Injection of the tendon sheath with a corticosteroid resolved triggering after between 2 weeks and 3 months in more than half of people. Steroid injection may be slightly less effective in people with Type 1 diabetes. If triggering persists 3 months after injection, a second injection can be considered. Most specialists recommend no more than 3 injections because corticosteroids can weaken the tendon and there is a possibility of tendon rupture.

Triggering is predictably resolved by a relatively simple surgical procedure under local anesthesia. The surgeon will cut the sheath that is restricting the tendon. The patient should be awake in order to confirm adequate release. On occasion, triggering does not resolve until a slip of the FDS (flexor digitorum superficialis) tendon is resected.

One study suggests that the most cost-effective treatment is up to two corticosteroid injections followed by open release of the first annular pulley. Choosing surgery immediately is an option and can be affordable if done in the office under local anesthesia.

===Surgery===
Trigger digits can be released percutaneously using a needle. This is not used for the thumb where the digital nerves are at greater risk.
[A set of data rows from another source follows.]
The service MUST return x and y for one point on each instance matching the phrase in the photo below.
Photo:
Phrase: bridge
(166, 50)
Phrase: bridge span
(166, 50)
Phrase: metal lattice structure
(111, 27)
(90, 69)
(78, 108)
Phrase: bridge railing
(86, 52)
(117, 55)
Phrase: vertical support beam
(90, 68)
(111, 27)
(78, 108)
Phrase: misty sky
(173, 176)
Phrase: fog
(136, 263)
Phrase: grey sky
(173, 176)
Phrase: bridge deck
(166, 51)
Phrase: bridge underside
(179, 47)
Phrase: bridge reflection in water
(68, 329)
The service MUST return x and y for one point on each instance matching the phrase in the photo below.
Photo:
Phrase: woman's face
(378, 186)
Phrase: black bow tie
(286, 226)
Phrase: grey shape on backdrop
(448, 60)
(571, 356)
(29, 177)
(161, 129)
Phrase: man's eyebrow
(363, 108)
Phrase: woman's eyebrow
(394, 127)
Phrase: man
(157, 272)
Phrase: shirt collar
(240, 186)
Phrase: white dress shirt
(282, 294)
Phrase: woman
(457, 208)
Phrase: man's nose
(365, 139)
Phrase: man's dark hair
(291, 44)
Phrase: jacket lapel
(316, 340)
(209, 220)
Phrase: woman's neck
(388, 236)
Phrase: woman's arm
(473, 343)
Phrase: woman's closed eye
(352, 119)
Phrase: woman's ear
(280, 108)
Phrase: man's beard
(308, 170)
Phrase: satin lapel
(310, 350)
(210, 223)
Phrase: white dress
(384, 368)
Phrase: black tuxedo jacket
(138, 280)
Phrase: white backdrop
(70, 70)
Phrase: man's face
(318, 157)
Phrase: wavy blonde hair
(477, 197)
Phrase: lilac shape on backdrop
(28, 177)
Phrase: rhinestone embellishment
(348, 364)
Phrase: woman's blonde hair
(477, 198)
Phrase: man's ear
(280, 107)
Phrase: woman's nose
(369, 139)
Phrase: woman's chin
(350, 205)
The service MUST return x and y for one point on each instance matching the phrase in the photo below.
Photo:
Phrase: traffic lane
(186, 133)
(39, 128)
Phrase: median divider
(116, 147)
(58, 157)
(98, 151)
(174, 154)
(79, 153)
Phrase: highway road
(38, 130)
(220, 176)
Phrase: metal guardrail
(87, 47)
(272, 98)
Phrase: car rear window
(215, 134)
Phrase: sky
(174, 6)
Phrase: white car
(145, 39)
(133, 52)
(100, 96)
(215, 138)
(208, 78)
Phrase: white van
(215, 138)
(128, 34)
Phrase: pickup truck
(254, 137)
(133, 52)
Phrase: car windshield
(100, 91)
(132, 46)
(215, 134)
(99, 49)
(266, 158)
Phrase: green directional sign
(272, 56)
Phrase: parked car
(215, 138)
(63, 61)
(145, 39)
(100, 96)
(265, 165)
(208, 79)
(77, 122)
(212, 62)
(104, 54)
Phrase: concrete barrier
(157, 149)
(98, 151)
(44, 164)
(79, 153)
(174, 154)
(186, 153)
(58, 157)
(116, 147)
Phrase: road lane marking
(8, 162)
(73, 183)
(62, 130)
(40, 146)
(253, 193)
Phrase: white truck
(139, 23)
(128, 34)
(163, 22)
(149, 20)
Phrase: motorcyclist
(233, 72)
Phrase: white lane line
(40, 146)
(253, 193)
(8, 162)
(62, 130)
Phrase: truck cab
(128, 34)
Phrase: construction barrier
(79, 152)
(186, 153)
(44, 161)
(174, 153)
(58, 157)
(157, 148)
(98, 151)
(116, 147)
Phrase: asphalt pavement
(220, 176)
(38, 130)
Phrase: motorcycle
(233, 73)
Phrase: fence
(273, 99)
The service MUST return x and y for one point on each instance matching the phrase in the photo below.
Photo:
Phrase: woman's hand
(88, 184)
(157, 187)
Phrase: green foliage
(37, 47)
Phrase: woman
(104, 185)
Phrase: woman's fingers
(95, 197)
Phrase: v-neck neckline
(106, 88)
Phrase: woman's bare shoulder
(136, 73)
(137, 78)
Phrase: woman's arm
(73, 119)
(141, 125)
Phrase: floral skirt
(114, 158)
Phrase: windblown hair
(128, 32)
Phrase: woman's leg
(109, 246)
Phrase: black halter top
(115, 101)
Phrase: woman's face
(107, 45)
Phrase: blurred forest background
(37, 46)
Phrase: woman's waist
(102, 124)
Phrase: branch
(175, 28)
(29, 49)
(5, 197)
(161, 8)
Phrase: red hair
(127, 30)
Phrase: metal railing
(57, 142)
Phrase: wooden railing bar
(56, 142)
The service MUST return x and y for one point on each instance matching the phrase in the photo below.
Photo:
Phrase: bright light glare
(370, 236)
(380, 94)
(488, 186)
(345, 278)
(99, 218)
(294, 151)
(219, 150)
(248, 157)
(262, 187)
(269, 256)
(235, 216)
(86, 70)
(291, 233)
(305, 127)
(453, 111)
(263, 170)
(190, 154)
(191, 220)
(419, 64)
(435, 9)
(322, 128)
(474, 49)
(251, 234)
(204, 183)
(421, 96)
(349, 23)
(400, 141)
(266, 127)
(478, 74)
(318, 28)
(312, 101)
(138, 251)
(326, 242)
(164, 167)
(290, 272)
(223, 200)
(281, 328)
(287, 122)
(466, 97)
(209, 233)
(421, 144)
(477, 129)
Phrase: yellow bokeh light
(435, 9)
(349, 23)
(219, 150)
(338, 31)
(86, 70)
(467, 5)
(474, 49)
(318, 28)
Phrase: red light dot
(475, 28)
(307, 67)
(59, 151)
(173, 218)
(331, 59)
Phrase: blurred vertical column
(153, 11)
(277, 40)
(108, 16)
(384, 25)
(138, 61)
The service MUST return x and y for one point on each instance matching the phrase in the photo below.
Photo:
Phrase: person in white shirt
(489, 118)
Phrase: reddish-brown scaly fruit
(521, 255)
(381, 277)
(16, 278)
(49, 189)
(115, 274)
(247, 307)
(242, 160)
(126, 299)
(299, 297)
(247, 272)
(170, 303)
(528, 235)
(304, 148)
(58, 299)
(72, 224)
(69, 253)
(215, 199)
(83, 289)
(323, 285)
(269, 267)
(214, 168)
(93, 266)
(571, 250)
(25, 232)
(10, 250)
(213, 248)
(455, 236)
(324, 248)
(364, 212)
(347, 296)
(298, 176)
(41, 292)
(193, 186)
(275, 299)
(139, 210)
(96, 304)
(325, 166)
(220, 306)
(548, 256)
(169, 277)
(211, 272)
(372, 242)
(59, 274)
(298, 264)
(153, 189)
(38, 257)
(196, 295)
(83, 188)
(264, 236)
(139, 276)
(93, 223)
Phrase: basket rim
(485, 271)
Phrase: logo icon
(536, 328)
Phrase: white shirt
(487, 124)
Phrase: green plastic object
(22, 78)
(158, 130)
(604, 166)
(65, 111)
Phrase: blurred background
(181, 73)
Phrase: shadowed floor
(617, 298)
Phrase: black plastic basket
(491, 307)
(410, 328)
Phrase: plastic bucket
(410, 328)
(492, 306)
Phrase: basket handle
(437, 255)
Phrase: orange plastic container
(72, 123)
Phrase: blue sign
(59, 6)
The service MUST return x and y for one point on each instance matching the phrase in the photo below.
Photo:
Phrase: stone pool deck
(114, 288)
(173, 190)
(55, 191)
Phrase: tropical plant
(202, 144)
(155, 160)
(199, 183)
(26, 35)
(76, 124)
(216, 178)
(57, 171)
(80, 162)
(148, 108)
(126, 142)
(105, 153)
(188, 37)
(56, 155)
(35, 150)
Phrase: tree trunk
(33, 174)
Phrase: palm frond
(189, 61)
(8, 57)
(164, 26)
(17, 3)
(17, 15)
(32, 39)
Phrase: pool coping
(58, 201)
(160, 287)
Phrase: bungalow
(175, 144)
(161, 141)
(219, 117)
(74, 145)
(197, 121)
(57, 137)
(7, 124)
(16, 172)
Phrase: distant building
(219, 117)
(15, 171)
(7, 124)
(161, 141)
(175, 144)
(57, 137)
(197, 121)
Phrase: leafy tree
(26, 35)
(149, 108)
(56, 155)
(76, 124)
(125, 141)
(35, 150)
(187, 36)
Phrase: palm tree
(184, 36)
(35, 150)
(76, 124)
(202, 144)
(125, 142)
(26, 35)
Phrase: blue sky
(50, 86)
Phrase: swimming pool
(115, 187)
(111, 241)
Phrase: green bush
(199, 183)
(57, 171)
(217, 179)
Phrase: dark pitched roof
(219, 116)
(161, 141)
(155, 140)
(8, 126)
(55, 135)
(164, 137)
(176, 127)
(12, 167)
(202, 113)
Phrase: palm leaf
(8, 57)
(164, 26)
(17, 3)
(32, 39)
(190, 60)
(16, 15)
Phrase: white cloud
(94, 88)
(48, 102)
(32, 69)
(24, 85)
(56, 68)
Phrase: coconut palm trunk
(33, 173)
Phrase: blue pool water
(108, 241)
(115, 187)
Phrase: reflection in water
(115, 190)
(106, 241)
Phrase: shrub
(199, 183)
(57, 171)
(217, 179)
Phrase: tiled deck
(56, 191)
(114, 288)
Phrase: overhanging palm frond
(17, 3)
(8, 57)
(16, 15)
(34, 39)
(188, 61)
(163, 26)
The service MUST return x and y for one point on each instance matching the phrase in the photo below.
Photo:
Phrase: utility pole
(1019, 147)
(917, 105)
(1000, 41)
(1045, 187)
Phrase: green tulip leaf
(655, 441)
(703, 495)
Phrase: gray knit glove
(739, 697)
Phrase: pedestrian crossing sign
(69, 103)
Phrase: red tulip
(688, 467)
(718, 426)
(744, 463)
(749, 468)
====Postoperative outcome====
In some trigger finger patients, tenderness is found in the dorsal proximal interphalangeal (PIP) joint. Dorsal PIP joint tenderness is more common in trigger fingers than previously thought. It is also associated with higher and prolonged levels of postoperative pain after A1 pulley release. Therefore, patients with pre-existing PIP tenderness should be informed about the possibility of sustaining residual minor pain for up to 3 months after surgery.